Context Report: Childhood Chronic Health Conditions in the US
Over 40% of the roughly 73 million children (aged 0-17) in the United States have at least one chronic health condition, according to the CDC, such as asthma, allergies, obesity, autoimmune diseases, or behavioral disorders. [Citation: National Survey of Children's Health. (n.d.). NSCH 2018-19: Number of current or lifelong health conditions, nationwide, age in 3 groups. ChildHealthData.org. Retrieved February 24, 2021]

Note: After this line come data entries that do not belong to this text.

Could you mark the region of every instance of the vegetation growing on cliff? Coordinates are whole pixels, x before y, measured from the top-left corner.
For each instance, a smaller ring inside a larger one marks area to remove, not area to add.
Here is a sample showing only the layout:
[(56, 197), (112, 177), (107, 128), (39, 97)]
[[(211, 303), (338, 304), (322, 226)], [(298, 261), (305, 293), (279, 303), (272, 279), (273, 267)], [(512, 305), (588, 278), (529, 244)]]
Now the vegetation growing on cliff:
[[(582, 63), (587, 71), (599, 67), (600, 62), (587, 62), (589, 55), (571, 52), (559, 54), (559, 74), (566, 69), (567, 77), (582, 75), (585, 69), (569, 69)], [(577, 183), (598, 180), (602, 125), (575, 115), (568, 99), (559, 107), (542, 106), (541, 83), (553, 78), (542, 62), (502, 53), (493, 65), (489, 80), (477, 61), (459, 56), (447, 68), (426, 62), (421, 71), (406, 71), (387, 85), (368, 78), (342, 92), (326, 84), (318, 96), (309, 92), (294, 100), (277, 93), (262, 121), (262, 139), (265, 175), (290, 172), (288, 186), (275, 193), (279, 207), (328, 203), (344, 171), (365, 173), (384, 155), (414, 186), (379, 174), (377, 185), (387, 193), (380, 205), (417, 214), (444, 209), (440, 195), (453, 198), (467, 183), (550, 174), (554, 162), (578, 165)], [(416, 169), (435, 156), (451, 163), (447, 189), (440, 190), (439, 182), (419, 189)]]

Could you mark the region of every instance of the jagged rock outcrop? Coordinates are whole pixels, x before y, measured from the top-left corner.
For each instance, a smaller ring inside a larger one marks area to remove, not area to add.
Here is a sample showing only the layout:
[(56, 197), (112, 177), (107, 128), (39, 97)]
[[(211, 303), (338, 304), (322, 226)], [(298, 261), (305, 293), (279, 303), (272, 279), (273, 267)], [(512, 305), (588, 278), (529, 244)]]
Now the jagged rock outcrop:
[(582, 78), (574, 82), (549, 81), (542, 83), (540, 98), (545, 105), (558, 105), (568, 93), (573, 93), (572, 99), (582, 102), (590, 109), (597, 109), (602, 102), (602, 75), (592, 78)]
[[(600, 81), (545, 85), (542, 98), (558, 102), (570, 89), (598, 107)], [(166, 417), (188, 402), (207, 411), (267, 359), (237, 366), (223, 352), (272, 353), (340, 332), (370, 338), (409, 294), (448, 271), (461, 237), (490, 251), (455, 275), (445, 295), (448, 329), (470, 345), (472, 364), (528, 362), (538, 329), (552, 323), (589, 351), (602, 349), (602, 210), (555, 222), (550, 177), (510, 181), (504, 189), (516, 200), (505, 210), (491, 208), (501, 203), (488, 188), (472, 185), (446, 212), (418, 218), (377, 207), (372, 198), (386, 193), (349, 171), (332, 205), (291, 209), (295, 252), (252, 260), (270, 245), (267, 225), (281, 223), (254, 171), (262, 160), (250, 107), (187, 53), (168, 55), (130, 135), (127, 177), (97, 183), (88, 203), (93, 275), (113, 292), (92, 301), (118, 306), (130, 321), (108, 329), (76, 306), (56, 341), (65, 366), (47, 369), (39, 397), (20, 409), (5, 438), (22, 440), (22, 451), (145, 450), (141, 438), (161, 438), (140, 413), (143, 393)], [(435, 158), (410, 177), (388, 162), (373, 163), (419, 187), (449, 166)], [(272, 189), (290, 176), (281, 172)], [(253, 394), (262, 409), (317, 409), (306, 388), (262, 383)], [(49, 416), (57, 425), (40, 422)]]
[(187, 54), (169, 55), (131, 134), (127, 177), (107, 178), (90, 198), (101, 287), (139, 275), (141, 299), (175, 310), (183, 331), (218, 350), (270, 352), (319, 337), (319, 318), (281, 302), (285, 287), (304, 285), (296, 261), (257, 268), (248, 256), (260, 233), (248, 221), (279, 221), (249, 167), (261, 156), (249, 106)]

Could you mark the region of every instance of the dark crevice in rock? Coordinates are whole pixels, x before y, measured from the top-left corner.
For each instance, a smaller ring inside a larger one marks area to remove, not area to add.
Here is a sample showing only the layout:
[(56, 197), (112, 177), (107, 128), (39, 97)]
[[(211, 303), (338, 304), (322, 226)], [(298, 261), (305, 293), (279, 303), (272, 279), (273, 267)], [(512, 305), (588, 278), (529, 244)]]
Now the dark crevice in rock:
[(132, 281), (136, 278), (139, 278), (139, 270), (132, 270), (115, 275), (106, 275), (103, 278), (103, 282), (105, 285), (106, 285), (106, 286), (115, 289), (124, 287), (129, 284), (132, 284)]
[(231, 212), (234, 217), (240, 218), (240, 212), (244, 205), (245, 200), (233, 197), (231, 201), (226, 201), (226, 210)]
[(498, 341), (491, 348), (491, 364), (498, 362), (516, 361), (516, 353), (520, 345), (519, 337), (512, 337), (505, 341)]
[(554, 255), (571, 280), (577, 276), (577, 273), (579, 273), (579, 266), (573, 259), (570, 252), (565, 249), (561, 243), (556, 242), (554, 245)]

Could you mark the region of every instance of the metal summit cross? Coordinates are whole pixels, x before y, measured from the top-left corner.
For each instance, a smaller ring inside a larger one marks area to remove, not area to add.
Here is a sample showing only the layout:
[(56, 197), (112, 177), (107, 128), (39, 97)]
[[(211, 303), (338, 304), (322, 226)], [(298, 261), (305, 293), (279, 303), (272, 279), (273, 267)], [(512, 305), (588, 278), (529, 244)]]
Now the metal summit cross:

Summary: The statistic is accurate, but the citation reveals a concerning research practice where authors copied a citation directly from a CDC school health webpage without independently verifying or updating the source, as indicated by the phrase "retrieved February 24, 2021". Good research practice requires authors to verify links they use for citation, even if they discover them through other sources, which in this case would have resulted in a more recent retrieval date.
Core Context
- The citation matches exactly what appears on a CDC school health webpage, suggesting authors copied it without independent verification or updating (CDC School Health)
- Proper research practice requires independently accessing and verifying sources, not copying pre-existing citations from other documents or websites, or citing the citing document
- The "Retrieved February 24, 2021" date indicates when the CDC (or previous researchers) accessed the data, not when the 2025 report authors accessed it
- Current 2023 NSCH data is readily available and shows higher prevalence rates for key conditions like ADHD (10.5%) and anxiety (10%) that would have supported their argument better (HRSA NSCH)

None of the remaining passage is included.